Alle diese Personen und außer ihnen noch viele andere erhielten gedruckte Einladungen zu Miss Constanzia Corleones Hochzeit, die am letzten Sonnabend des Monats August 1945 stattfinden sollte. Don Vito Corleone, der Vater der Braut, vergaß seine alten Freunde und Nachbarn nicht, auch wenn er selber jetzt in einem großen Haus auf Long Island wohnte. In diesem Haus fand auch der Empfang statt, und das Fest sollte den ganzen Tag dauern. Zweifellos war es ein denkwürdiges Ereignis. Der Krieg mit Japan war vor kurzem beendet worden, also stand nicht zu befürchten, dass die Angst um die Söhne das Fest überschattete. Eine Hochzeit war genau die richtige Gelegenheit für die Leute, um ihrer Freude Ausdruck zu geben.

Und so strömten an diesem Sonnabendmorgen die Freunde Don Corleones aus ganz New York City herbei, um ihm ihre Aufwartung zu machen. Als Brautgeschenk brachten sie Umschläge voll Bargeld mit, keine Schecks. In jedem Umschlag steckte eine Karte, die den Spender und das Maß seiner Wertschätzung für den padrino auswies. Einer wohlverdienten Wertschätzung.

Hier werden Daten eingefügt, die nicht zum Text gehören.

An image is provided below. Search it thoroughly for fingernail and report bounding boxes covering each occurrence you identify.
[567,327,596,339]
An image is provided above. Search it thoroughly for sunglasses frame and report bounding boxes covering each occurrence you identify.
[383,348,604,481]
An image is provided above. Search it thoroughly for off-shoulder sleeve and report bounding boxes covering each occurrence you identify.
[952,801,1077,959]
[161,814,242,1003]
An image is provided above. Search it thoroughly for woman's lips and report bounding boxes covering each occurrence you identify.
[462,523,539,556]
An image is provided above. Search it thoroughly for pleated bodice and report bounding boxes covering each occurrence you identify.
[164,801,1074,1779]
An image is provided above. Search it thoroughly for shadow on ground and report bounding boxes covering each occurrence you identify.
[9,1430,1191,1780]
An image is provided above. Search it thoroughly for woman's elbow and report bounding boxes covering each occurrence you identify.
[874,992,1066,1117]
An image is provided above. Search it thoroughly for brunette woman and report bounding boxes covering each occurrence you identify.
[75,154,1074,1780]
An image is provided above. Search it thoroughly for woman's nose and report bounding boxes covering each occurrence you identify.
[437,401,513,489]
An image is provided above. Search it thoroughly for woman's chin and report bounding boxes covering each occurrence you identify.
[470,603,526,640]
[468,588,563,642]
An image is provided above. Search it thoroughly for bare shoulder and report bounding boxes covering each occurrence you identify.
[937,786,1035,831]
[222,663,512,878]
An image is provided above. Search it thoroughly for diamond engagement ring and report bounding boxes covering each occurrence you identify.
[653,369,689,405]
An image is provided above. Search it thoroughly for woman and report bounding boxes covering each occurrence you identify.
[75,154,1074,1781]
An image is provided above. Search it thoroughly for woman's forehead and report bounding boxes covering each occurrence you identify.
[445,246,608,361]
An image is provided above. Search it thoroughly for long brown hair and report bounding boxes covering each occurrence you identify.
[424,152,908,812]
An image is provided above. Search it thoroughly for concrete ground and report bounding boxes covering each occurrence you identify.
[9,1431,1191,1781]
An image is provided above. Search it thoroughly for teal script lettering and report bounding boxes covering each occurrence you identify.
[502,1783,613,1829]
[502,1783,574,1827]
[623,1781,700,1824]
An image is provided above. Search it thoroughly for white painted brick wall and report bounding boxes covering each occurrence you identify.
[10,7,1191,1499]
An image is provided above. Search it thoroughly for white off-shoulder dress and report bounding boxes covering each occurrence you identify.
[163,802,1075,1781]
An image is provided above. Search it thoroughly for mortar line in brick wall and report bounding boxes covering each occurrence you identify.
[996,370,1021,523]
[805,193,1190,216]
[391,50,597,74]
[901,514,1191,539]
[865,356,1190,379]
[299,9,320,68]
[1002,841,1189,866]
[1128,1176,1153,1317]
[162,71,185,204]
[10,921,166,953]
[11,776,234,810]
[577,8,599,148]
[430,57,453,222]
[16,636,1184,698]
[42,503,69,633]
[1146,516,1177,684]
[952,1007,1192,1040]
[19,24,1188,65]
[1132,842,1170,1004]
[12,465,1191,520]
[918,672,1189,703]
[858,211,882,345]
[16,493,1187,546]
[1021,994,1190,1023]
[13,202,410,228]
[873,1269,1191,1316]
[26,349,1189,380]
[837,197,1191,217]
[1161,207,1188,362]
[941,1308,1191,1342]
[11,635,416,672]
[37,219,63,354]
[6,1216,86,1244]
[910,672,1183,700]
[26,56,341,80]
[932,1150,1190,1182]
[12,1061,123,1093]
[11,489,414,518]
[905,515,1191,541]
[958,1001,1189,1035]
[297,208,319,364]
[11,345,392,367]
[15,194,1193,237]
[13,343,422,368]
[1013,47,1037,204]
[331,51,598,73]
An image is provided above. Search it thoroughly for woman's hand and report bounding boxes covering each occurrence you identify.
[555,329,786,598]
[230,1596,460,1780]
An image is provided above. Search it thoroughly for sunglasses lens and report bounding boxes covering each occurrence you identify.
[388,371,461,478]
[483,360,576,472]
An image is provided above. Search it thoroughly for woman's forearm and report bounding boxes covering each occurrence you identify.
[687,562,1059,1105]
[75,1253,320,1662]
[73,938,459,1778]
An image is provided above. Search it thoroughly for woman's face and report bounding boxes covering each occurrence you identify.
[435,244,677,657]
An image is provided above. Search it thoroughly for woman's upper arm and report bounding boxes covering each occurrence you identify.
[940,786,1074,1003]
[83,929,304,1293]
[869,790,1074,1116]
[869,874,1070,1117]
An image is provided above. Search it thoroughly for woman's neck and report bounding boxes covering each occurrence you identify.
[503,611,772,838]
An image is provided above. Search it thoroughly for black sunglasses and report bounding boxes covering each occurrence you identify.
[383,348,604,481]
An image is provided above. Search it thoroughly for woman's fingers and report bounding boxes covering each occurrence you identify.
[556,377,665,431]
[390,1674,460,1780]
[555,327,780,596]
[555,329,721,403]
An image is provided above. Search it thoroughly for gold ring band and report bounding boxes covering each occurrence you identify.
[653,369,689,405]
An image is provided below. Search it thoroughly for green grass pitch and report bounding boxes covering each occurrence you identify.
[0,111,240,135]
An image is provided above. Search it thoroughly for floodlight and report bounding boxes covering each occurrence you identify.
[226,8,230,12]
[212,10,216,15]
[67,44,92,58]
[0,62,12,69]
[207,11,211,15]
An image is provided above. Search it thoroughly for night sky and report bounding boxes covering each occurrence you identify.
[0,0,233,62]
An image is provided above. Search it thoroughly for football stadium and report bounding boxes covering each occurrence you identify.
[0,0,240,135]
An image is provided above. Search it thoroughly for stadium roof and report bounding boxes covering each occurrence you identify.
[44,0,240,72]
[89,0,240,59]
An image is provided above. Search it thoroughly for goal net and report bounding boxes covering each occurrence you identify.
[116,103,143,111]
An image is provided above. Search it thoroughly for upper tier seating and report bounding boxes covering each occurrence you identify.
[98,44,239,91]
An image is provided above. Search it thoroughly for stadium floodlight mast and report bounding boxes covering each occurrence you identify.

Don Vito Corleone war ein Mensch, an den sich alle um Hilfe wandten, und noch nie hatte er einen Bittsteller enttäuscht. Er machte keine leeren Versprechungen, noch gebrauchte er die feige Ausrede, ihm wären von Stellen, die mehr Macht besäßen als er, die Hände gebunden. Es war nicht notwendig, dass er ein Freund des Bittstellers war, es war nicht einmal wichtig, dass man die Mittel besaß, um ihn für seine Mühe zu belohnen. Nur eines wurde verlangt: dass der Bittsteller selber ihm Freundschaft schwor. Dann nahm sich Don Corleone gerne der Angelegenheiten des Mannes an, wie arm oder wie unbedeutend dieser auch sein mochte. Und nichts konnte ihn daran hindern, die Probleme seiner Schützlinge zu lösen. Sein Lohn? Freundschaft, der ehrfürchtige Titel Don und manchmal die herzliche Anrede padrino. Und hie und da vielleicht ein bescheidenes Geschenk: eine Gallone selbstgekelterten Weins oder ein Korb gepfefferter, extra für seinen Weihnachtstisch gebackener Kuchen – aber niemals wegen des Profits, sondern einzig als Zeichen des Respekts. Die Beteuerung, man stehe tief in seiner Schuld und er habe das Recht, jederzeit zu verlangen, man möge diese Schuld durch eine kleine Gefälligkeit abtragen, war eine reine Formsache.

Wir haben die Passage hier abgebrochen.